I meant Vec<Cell<u32>>, because I (stupidly) did not realize it does not support multiple threads.
You're right looks like
fn store(&self, val: u32, order: Ordering)[−]
Unstable (integer_atomics #32976)
Stores a value into the atomic integer.
store takes an Ordering argument which describes the memory ordering of this operation.
from AtomicU32 is what I need.
Is there something faster then Vec<AtomicU32>, or is this the way to go?
Well, note that this is essentially a Vec<u32> but all of the u32s require atomic instructions to do anything.
I'm not sure what point there is in this; you could get garbage data (a data race) which is probably unwanted. If you're completely sure this won't happen and have some kind of mutex around them, then you could use UnsafeCell<u32>.
I would probably save myself the headache and just go with atomic reads and writes however.
One reason you might want to do something like this if you're trying to fill an audio buffer from one thread while another is reading it for playback. You'd probably use some other synchronization mechanism to ensure that the reader doesn't read where the writer is currently writing, but overall you want writes to be as fast as possible and reading garbage data just means unexpected audio output, which is not a big deal.
If I understand correctly, they mean "as long as access to each u32 is synchronized, I don't care whether access to the whole array is synchronized". In other words: each entry in the array must be data-race-free, but the array as a whole may be not.
Yeah, sorry for not being clear on this. Formally, let S0, S1, R all be Vec, all of 10^9 elements.
Suppose some writer is trying to change the state from S0 to S1 and some reader reads R.
I require that for all i: R[i] = S0[i] || R[i] = S1[i]. So each u32 has to be the old value or the new value, but the overall R can be partly S0 and partly S1.
Data race is UB. And there's no such case "But UB is OK for my specific use case".
You can use Vec<AtomicU32> or Arc<[AtomicU32]> etc. It's recommended to start with SeqCst all the places as it's the strictest ordering. But if you can make it sure that the each access to the u32s are independent between each others AND other synchronization events like Mutex and channels, you can use Relaxed instead which is the weakest ordering. On archs with strong memory model like x86 they may not ne different in performance. But on with weak memory model archs like ARM you'll likely be observe the difference.

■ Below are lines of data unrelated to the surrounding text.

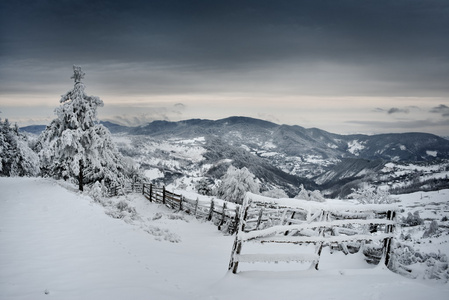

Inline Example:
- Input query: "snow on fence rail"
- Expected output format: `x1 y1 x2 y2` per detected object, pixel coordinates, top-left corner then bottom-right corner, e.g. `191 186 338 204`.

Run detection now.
140 183 240 234
229 193 397 274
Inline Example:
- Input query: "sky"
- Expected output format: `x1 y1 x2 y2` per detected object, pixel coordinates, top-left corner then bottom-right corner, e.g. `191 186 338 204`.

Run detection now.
0 0 449 136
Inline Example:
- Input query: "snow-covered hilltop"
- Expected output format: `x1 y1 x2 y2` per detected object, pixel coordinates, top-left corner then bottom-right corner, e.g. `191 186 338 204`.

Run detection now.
0 178 449 300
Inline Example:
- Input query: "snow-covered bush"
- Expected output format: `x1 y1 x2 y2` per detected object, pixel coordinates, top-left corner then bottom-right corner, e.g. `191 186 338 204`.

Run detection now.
195 178 212 196
89 181 104 202
0 119 40 176
402 210 424 226
36 66 129 190
262 189 288 199
217 166 260 204
422 220 438 238
348 186 394 204
295 184 326 202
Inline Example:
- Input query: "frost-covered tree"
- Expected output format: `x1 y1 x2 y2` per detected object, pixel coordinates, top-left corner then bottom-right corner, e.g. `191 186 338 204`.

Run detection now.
295 184 310 200
36 66 127 190
217 166 260 204
0 119 40 176
262 188 288 199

C/++, especially since the C99 and C++11 - versions they explicitly added the multithreading capabilities and behavior to the language - have same situation. Never use volatiles for interthread synchronization. It's only allowed within the 20th century.

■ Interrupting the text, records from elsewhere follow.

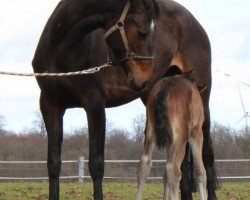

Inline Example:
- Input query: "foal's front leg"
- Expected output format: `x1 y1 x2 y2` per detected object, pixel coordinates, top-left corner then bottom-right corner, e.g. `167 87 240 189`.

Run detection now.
163 139 186 200
136 122 154 200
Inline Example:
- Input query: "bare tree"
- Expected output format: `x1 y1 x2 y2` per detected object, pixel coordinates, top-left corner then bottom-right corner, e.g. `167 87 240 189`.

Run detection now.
132 114 146 143
0 115 6 134
32 111 47 136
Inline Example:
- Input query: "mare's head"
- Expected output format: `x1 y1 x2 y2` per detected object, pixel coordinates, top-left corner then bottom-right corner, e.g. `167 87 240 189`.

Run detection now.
105 0 158 89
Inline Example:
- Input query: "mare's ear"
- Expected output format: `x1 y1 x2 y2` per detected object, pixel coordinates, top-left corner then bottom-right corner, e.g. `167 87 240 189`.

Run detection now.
183 68 194 77
196 85 207 94
165 65 183 76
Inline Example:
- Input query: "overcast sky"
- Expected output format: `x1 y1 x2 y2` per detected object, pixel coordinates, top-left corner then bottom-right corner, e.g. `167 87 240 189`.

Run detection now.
0 0 250 132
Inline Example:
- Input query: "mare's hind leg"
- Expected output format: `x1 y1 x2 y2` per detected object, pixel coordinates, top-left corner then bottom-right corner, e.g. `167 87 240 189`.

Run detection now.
136 120 155 200
202 106 218 200
83 91 105 200
40 93 65 200
189 127 207 200
163 138 186 200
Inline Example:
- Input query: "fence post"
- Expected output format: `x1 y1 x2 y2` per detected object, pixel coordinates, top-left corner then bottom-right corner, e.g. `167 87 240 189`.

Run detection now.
79 156 84 183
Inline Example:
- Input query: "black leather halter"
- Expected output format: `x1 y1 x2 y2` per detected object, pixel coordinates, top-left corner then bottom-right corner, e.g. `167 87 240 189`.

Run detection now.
104 0 154 62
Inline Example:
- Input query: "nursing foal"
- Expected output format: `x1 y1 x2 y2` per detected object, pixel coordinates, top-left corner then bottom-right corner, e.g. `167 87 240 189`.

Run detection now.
136 72 207 200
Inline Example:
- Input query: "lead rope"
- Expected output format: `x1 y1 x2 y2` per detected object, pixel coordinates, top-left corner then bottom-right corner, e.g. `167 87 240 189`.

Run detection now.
0 62 112 77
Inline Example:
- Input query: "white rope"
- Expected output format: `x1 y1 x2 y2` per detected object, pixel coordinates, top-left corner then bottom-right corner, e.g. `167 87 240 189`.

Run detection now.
0 62 111 77
214 68 250 87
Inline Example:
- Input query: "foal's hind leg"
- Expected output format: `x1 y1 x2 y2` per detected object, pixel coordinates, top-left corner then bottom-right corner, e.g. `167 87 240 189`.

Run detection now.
136 125 155 200
189 128 207 200
163 138 186 200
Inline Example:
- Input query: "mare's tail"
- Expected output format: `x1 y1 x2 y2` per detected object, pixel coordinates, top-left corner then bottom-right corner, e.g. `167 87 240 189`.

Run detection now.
154 87 173 149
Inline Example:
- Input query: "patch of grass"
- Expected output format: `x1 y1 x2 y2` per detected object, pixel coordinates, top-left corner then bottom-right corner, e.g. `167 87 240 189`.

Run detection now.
0 182 250 200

Go doesn't have any UB conditions in its spec, though it mentions some operations may yields some unspecified value. It prevents some heavy optimization capabilities, but it's intentional as the heavy also implies longer compile time which is the problem the Go tries to avoid at all cost.
Race conditions are still considered bugs in Go. Which is why they have a lot of tooling built around TSan. Introducing the Go Race Detector - go.dev It's similar to the kind of testing you might do with loom.
What you're looking for is a relaxed atomic read then. A data race read would literally return garbage: either 0, the first value, the second value, or some bitwise interpolation of the two. A relaxed atomic read has the same instruction as a regular read on some platforms as well.
But why would the ordering of the instructions matter if when they sample the value relative to other events doesn't matter to them?
Sorry I don't understand the question. If it doesn't matter, you can specify the weakest constraint (ordering) to give optimizer/cpu maximum flexibility.
Thanks everyone for helping me formulate this informally stated question into a formally consistent question. Good job @steffahn for somehow getting the answer off the bat.
I would say no as it seems to be made explicitly for types that don't fit into one atomic, e.g. [u32; 16]. But OP wants to access u32 atomically, which fits into an atomic.
From docs on when this library might not be four you: "Your T (is POD and) fits inside one of the atomic types in core::sync::atomic. TearCell will literally be worse in every way than just performing Relaxed loads/stores to that type."